Pirate attack displays audacity
Hijackers shot at but did not board the cruise liner.
NAIROBI, Kenya (AP) -- The violent attack on a cruise liner off Somalia's coast shows pirates from the anarchic country on the Horn of Africa are becoming bolder and more ambitious in their efforts to hijack ships for ransom and loot, a maritime official warned Sunday.
Judging by the location of Saturday's attack, the pirates likely were from the same group that hijacked a U.N.-chartered aid ship in June and held its crew and food cargo hostage for 100 days, said Andrew Mwangura, head of the Kenyan chapter of the Seafarers Assistance Program.
That gang is one of three well-organized pirate groups on the 1,880-mile coast of Somalia, which has had no effective government since opposition leaders ousted a dictatorship in 1991 and then turned on each other, leaving the nation of 7 million a patchwork of warlord fiefdoms.
Chaos in capital
Illustrating the chaos, attackers in Somalia's capital, Mogadishu, threw grenades and exploded a land mine Sunday near a convoy carrying the prime minister of a transitional government that has been trying to exert control since late last year.

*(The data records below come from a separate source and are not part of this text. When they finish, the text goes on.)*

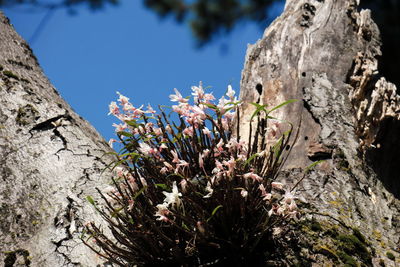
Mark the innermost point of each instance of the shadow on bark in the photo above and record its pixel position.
(385, 158)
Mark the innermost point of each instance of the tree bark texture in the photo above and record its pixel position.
(50, 160)
(322, 52)
(325, 53)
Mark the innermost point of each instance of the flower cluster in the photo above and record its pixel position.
(187, 185)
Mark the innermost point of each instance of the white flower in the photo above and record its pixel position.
(277, 185)
(145, 149)
(209, 190)
(177, 97)
(162, 212)
(230, 93)
(173, 197)
(114, 109)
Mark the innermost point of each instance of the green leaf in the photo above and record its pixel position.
(162, 186)
(214, 211)
(283, 104)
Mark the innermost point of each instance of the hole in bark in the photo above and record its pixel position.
(259, 88)
(385, 158)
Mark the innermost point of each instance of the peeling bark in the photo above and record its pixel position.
(322, 52)
(325, 53)
(50, 160)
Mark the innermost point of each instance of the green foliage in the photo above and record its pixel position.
(181, 203)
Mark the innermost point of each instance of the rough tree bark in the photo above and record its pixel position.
(325, 53)
(322, 52)
(50, 160)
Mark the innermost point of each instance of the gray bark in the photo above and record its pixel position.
(325, 53)
(50, 160)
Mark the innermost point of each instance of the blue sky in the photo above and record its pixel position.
(90, 56)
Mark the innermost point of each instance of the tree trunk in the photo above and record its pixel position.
(325, 53)
(50, 160)
(322, 52)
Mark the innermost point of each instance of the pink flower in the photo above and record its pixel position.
(150, 109)
(266, 196)
(177, 97)
(114, 109)
(183, 185)
(162, 212)
(130, 204)
(188, 131)
(120, 127)
(198, 92)
(209, 97)
(206, 131)
(111, 142)
(277, 185)
(251, 175)
(175, 155)
(123, 99)
(230, 164)
(169, 129)
(209, 190)
(164, 170)
(157, 131)
(173, 198)
(201, 161)
(230, 93)
(147, 150)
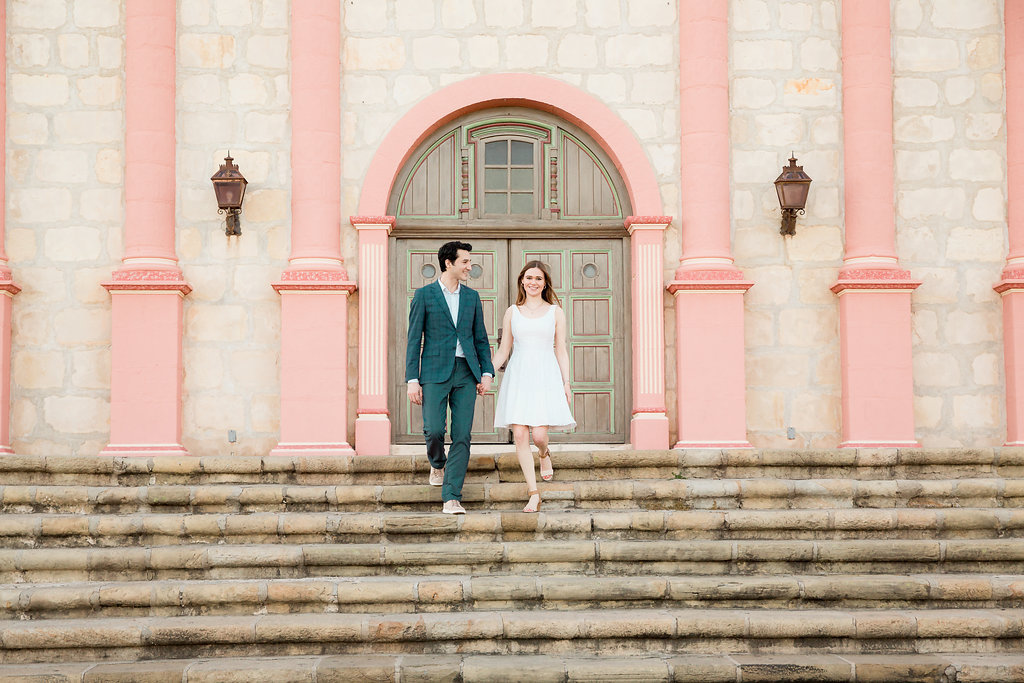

The attack, which killed at least five bodyguards, was the second in six months involving explosions near Prime Minister Ali Mohamed Gedi, whose internally divided government spends much of its time in Kenya.
Even before the attack on the liner Seabourn Spirit, Gedi had urged neighboring countries to send warships to patrol Somalia's coast, which is Africa's longest and lies along key shipping lanes linking the Mediterranean with the Persian Gulf and Indian Ocean.
U.S. and NATO warships patrol the region to protect vessels in deeper waters farther out, but they are not permitted in Somali territorial waters. Despite those patrols, the heavily armed pirates approached the cruise ship about 100 miles at sea, underlining their increasing audacity.
Seabourn Spirit never got close enough to board the cruise ship.